"They remind me of a dear
old great-aunt of mine who used to enjoy them in her youth.
It brings tears to my eyes. I can see the old bucket by the garden
fence and the line of shimmering poplars behind--"
"Hi! here, stop the 'bus a bit," cried Mr. Moses Gould, rising in a sort
of perspiration. "We want to give the defence a fair run--like gents,
you know; but any gent would draw the line at shimmering poplars."

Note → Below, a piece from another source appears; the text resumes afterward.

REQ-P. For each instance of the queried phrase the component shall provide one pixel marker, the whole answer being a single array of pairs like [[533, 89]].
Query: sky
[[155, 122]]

"Well, hang it all," said Moon, in an injured manner, "if Dr. Pym
may have an old friend with ferrets, why mayn't I have an old
aunt with poplars?"
"I am sure," said Mrs. Duke, bridling, with something almost
like a shaky authority, "Mr. Moon may have what aunts he likes."
"Why, as to liking her," began Moon, "I--but perhaps,
as you say, she is scarcely the core of the question.
I repeat that I do not mean to follow the abstract speculations.
For, indeed, my answer to Dr. Pym is simple and severely concrete.
Dr. Pym has only treated one side of the psychology of murder.
If it is true that there is a kind of man who has a natural
tendency to murder, is it not equally true"--here he lowered
his voice and spoke with a crushing quietude and earnestness--"is
it not equally true that there is a kind of man who has
a natural tendency to get murdered? Is it not at least
a hypothesis holding the field that Dr.